Wrangle and Visualize Election Data Easily analyze your election results data with the election2 package. One command calculates winners and percents for each election district row as well as overall totals.
Then, take those results and turn them into interactive tables, bar charts, and maps with functions like bargraph_of_margins()
, quick_table()
, and map_election_results()
.
election2 is designed for journalists, hobbyists, analysts, and data geeks who want to quickly go from a spreadsheet or CSV file with raw vote totals to visualizations that help you see trends behind the data.
Note: This package is not on CRAN, so you need to install it from GitHub with the R package and function of your choice, such as
devtools::install_github("smach/elections2", build_vignettes = TRUE)
To use elections2 for your elections data, start with one of the package functions that wrangle a spreadsheet or CSV file with election results. You’ve got two options: wrangle_results()
to generate detailed results from a file with only two candidates or choices; and wrangle_more_cols()
for results with more than two choices.
wrangle_results()
is for when you want to compare the performance of only two candidates or a yes-no ballot question. That means you don’t wish to include additional results such as third parties, write-ins, or blanks.
The function returns winner, percents, and percent and vote margins for each row as well as an overall total. The function also has a turnout_columns option if your data includes columns for vote totals and total registered voters and you’d like to calculate turnout percentage.
After running wrangle_results()
on your data, you can use this package’s visualization functions on the results to create tables, bar graphs, and maps.
wrangle_results()
needs your data to be in a very specific format.
If your CSV file or spreadsheet doesn’t include turnout data, that election results file must be in the following 3-column format:
Column 1 should be the election districts (such as precinct, city, county, etc.). Columns 2 and 3 should be the candidates’ names, “Yes” and “No” for ballot questions, etc. The values should be raw vote totals and not percents.

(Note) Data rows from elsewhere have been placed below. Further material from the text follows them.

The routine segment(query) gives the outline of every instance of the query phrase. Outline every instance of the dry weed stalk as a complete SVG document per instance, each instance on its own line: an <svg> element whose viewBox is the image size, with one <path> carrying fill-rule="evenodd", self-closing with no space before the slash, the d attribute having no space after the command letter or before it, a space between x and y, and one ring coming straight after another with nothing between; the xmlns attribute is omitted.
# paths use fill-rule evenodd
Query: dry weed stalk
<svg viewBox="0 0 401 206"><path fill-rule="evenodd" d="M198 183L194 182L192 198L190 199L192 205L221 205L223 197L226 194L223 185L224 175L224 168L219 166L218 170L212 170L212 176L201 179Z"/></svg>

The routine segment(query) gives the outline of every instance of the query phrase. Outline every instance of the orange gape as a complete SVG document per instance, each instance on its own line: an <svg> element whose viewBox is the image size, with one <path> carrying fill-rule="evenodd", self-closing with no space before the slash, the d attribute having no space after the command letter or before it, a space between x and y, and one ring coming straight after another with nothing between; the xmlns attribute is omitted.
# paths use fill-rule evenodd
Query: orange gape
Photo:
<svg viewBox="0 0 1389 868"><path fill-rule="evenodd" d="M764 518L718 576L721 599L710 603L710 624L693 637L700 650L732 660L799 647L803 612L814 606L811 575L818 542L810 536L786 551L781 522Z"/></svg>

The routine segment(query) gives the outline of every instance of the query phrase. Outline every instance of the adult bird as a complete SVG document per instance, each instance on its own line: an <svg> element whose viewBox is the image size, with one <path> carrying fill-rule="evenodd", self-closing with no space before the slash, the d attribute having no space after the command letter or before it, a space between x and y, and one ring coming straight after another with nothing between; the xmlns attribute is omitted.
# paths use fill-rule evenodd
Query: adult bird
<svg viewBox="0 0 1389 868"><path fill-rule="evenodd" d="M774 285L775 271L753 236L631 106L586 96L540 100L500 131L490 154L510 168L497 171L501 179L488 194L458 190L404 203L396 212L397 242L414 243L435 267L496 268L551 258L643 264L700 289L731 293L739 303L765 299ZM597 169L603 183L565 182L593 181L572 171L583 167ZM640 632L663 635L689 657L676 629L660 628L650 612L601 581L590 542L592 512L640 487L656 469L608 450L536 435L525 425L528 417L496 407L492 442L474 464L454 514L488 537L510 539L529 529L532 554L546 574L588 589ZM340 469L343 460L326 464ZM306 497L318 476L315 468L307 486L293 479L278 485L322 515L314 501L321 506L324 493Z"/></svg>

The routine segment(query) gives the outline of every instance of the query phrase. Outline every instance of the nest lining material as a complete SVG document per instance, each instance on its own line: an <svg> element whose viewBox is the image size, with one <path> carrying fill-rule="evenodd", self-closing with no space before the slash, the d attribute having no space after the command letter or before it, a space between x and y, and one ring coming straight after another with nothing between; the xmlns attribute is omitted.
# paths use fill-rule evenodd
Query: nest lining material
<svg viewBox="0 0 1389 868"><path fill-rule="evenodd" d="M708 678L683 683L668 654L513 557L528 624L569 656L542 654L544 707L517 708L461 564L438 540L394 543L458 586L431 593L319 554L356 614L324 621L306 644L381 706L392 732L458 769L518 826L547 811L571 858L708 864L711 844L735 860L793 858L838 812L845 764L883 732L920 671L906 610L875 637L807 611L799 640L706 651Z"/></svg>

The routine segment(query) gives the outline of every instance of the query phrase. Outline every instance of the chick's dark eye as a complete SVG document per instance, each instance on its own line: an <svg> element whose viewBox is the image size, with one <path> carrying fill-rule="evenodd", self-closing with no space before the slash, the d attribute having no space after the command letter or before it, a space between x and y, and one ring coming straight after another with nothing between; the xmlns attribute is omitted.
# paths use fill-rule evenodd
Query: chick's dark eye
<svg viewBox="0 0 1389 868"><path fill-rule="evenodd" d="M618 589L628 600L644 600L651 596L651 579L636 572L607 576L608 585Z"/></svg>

Do not include any column or row totals in the file!
If your data does have turnout information, set turnout_columns = TRUE as an argument in wrangle_results()
. Your data needs to have total number of votes in column 4 and total number of registered voters in column 5. Don’t include a column for turnout percent, as this will be calculated by wrangle_results()
.
library(elections2)
results_file <- system.file("extdata", "FakeElectionResults.xlsx", package = "elections2")
my_election_data <- wrangle_results(results_file)
You can see result of wrangle_results()
with a command such as:
head(my_election_data, n = 3)
It includes a Total row.
Per a user request, wrangle_results() also can take the name of a data frame with data in the proper format. The name of the object must be in quotation marks.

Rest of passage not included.